The reality is that these days there generally isn't any packet loss, so UDP vs TCP isn't such an issue as it might have been in the past. In fact TCP has a number of advantages these days such as easier firewall traversal, WebSockets, etc.
>The reality is that these days there generally isn't any packet loss
Do you have any sources/data on that? Genuinely interested where you drew that conclusion from. From my vantage point (anecdotal), ISPs and carriers routinely under-provision, congest peerings, and don't find a problem well until after a number of customers complain.
Bufferbloat means that at many potential bottlenecks, you don't get any packet loss until well after the point at which your latency-sensitive application (be it TCP or UDP) has given up hope. Major peering points are pretty much the only place where you won't see >1second queues when congested, simply because they can't afford buffers that deep for the rates they operate at. But for ordinary everyday occurrences, your congestion will be somewhere around the last mile, where you cannot expect packets to be dropped within a reasonable timeframe.
Bufferbloat is the undesirable latency that comes from a router or other network equipment buffering too much data. It is a huge drag on Internet performance created, ironically, by previous attempts to make it work better. The one-sentence summary is “Bloated buffers lead to network-crippling latency spikes.”

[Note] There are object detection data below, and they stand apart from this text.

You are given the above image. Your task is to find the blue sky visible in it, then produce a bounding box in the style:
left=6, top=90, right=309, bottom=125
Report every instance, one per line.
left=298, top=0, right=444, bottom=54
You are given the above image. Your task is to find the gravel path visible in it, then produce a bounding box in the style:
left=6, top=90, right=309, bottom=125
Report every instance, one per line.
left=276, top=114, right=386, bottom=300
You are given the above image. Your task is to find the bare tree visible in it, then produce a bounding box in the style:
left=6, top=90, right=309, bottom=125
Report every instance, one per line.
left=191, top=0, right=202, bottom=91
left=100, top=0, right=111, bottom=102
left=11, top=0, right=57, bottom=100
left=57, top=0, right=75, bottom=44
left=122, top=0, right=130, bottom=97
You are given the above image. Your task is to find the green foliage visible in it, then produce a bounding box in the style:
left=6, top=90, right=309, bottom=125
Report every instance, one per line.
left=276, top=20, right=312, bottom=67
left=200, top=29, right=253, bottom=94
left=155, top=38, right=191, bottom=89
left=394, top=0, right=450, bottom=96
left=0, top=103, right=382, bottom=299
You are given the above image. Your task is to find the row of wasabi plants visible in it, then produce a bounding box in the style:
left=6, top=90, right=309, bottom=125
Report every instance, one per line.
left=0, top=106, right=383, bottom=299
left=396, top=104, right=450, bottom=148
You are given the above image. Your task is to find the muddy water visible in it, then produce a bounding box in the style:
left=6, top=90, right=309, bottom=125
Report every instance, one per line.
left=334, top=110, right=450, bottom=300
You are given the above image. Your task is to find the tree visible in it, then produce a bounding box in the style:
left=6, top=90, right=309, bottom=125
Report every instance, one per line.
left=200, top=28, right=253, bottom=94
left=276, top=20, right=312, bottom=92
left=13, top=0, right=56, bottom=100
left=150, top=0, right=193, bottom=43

The bad news is that bufferbloat is everywhere, in more devices and programs than you can shake a stick at. The good news is, bufferbloat is now, after 4 years of research, development and deployment, relatively easy to fix. See: fq_codel: wiki. The even better news is that fixing it may solve a lot of the service problems now addressed by bandwidth caps and metering, making the Internet faster and less expensive for both users and providers.
The introduction below to the problem is extremely old, and we recommend learning about bufferbloat via van jacobson’s fountain model instead. Although the traffic analogy is close to what actually happens… in the real world, you can’t evaporate the excessive cars on the road, which is what we actually do with systems like fq_codel wiki.
I measure packet loss on my cable connection every 5 mins of the day. Also Ive been developing realtime collaborative applications using tcp for over 20 years.
I work on protocols that use sketchy wifi on mobile units that roam among access points. Sometimes they roam into RF black holes. TCP is all kinds b0rk3d for what I am doing.
I'm not sure how UDP is going to help if you have no connectivity.
These days TCP copes as well as UDP with temporary complete loss of connectivity, due to fast recovery. It is really just packet loss that kills TCP, but that isn't generally an issue these days if you're in the USA/Canada/Europe/Japan/Korea/Australia, and your wifi isn't crapping out.
> The reality is that these days there generally isn't any packet loss
I don't know which reality bubble you live in, but this is utterly false. I live in the country side and get routinely an average of 40% packet loss on many, many websites. There are plenty of occasions for packets to get lost somewhere between a client and a server.
That article is about network failures and misconfigurations. It's looking at reliability on a vastly longer timescale than the domain of congestion control operating on traffic from interactive applications. Basically all of the problems described in that article would simply result in a game dropping the connection, whether it was using TCP or UDP.